Al momento di pagare, i giovani avrebbero dato anche il doppio di quelle 600.000 lire chieste. Fu un altero uomo di partito, capo-popolo e trascinatore dall’oratoria fluente e colta, ma al tempo stesso molto popolare, accattivante e astuta, a gettare acqua. “Seicentomila lire???” domandò sbigottito. “Ma lo sapete quante sono 600.000 lire?” insistette Carlo Autiero, incontrastato dominatore della falce e martello. Quelli della FIGC (federazione italiana giovani comunisti; nota di redattore per chi ha conosciuto il PCI da Occhetto in poi e quindi è portato ad escludere che ci siano stati giovani a cibarsi di quella melassa, oppure del “ma anche” di Veltroni) non osavano contrastare il decano, anche perchè chi ci aveva provato qualche volta era rimasto fulminato. E ce n’era ben donde, perchè quel capo era una testimonianza vivente di coerenza e di sacrificio.

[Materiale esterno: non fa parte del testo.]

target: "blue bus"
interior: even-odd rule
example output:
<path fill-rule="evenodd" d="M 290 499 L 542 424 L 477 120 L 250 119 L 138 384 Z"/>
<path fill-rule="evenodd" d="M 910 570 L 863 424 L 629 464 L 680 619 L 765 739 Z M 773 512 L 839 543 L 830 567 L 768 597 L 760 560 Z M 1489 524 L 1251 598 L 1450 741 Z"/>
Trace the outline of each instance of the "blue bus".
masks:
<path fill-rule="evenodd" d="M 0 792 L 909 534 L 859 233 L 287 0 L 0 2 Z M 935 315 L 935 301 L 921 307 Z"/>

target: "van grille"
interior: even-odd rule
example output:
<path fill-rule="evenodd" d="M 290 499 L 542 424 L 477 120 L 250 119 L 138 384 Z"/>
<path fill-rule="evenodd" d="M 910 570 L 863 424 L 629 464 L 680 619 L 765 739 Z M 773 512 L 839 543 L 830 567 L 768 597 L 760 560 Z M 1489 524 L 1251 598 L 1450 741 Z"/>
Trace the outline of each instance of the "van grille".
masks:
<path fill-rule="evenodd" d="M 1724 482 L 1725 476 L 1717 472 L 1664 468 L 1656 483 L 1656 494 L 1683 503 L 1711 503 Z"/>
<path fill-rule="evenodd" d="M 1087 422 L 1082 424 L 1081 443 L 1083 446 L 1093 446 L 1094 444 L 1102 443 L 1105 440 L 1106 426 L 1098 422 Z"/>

“Ma lo sapete quanto guadagna un professore?” incalzava, incredulo di tanto cachet.

Ohibò, che termine di paragone insolito: all’ombra delle bandiere rosse, qualcuno si chiedeva perchè non fosse stato preso a confronto il magrissimo salario di un operaio, oltre tutto sulla scia della migliore tradizione marxista. Solo a distanza, relativizzando, qualcuno percepì i reconditi motivi del raffronto: bastava pensare al lavoro che aveva sempre svolto lui, il prof. Autiero, imprevedibile, irascibile, caro Braccio di Ferro del popolo rosso sulmonese.